Para manter este espaço é necessário ousadia e eu tenho de sobra. Muitos me questionam como consigo manter uma média de textos sempre alta, e digo que minha paixão por escrever é a locomotiva. Quanto mais escrevo, mais curioso fico e mais estudo. Por exemplo, para falar da política de outro país tenho que mergulhar na história do mesmo, buscar informações e, vez outra, mesmo não escrevendo o texto por insegurança, nessa modesta empreitada de pesquisa aprendo muito. O blog é útil, é bom, gosto dele, é meu melhor passatempo.

Nesses anos falei sobre muita coisa polêmica. O blog se confunde com minha personalidade.
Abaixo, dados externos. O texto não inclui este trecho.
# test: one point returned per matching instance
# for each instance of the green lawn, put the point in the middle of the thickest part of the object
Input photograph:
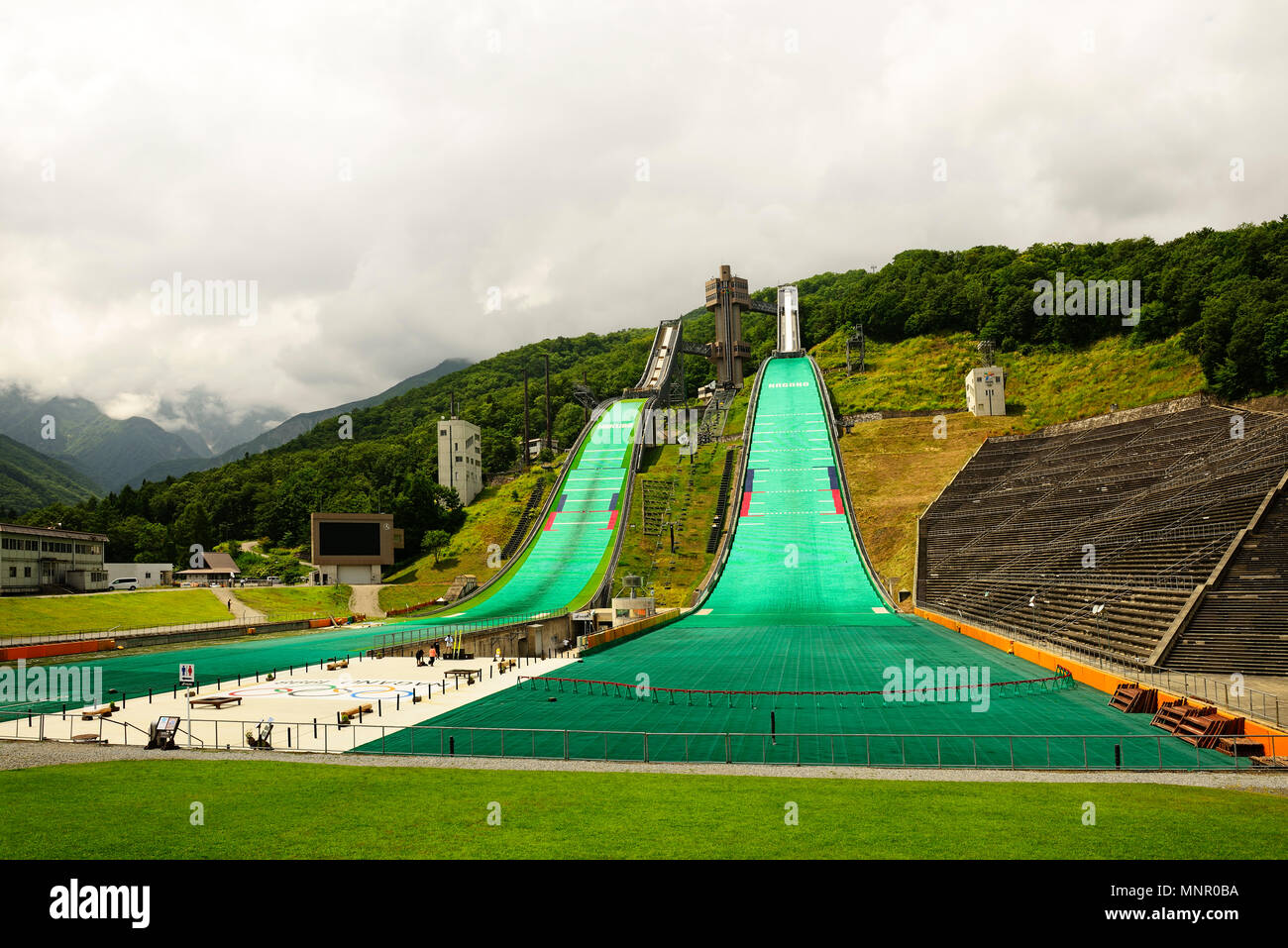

Não consigo ser dissimulado, falo o que penso e os contrários às vezes se irritam. Chegam as pencas comentários ofensivos, eu, logicamente, recuso. Alguns beiram a esquizofrenia de tanto ódio. Outros beiram a tolice, dado o alto grau de imbecilidade. Detesto comentário xarope de gente que quer nos moldar de acordo com sua imagem e semelhança. Este blog é independente, não escrevo para agradar partido, sindicato, professor, academia, pois nenhum destes pagam minhas contas. Escrevo livremente, não quero moldar ninguém e nem quero ser moldado. Crítica e pontos discordantes são bem-vindos quando não trazem na bagagem arrogância e virulência.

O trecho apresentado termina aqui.